There are some differences between the two apps, as the Android option has the ability to periodically run in the background and test performance, while iOS users have to open the app and run the tests themselves. The iOS app also doesn’t collect as detailed information about connectivity as the Android app. The FCC assured in its press release that both versions of the app would remain ad-free and that the agency does not collect or use any kind of personal information on the app’s users.
The app is used by the agency to get a better idea of how people’s smartphones are performing around the country. “The information you do provide from testing your mobile performance will help inform everyone about the quality of broadband performance in your area,” the agency said.
According to the app’s description in the iTunes Store, the FCC Speed Test App monitors download and upload speeds, latency, and packet loss.

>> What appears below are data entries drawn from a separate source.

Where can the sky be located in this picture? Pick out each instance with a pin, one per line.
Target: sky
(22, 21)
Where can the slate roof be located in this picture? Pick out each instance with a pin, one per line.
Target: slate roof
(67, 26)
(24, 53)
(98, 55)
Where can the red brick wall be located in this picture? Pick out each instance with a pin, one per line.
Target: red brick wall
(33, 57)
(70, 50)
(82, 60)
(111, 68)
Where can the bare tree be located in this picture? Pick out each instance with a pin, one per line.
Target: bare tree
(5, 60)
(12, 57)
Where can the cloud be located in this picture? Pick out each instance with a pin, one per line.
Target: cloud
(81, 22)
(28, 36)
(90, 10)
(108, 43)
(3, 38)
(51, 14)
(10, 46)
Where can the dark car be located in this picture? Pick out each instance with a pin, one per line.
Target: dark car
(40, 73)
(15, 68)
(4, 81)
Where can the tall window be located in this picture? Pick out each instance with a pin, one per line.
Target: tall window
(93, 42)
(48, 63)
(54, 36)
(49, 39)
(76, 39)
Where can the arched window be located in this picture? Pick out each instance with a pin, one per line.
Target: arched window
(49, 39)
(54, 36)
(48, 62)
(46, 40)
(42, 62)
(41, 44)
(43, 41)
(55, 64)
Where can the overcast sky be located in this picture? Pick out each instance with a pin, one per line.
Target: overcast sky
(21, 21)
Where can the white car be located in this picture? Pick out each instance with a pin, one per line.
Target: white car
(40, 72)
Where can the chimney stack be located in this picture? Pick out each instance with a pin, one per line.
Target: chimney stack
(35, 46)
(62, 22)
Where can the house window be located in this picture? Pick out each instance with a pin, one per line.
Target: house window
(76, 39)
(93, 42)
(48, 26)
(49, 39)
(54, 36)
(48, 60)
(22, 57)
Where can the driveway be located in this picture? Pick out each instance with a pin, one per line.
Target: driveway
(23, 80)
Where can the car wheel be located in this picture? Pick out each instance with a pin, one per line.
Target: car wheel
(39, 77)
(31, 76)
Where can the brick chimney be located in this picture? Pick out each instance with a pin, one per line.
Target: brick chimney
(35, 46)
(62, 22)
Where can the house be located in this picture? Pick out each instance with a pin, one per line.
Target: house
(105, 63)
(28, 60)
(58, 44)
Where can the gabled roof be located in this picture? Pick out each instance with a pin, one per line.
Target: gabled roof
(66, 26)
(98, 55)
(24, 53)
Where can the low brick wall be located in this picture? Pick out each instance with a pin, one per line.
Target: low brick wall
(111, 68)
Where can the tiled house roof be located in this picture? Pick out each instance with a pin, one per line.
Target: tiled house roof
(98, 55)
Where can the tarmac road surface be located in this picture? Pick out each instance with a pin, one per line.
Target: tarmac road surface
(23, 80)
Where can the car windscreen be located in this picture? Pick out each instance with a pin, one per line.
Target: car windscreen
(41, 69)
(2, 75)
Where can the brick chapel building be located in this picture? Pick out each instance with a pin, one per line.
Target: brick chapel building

The app is available for any device running iOS 7 or later, but it’s optimized for use with iPhone 5 models.
Getting Apple on board with the project was a big step forward for the FCC. While worldwide, Samsung (SSNLF.PK) devices running on Android lead the smartphone market, in the U.S. Apple is slightly ahead of Samsung and other Android phones. Recent data from NPD show that in the fourth quarter of 2013, 42 percent of U.S. smartphone owners used an Apple device. Samsung came in with a 26 percent share of the market. The launch of the new iPhone 5S and 5C boosted Apple’s share in the U.S. during the latter half of 2013. Apple had just a 35 percent U.S. market share in the same quarter in 2012.
Monitoring details about broadband performance across a wide variety of smartphone users will help the FCC and wireless companies better understand the kind of service users are getting, but users may not be motivated enough to manually perform the occasional tests required of the iOS app.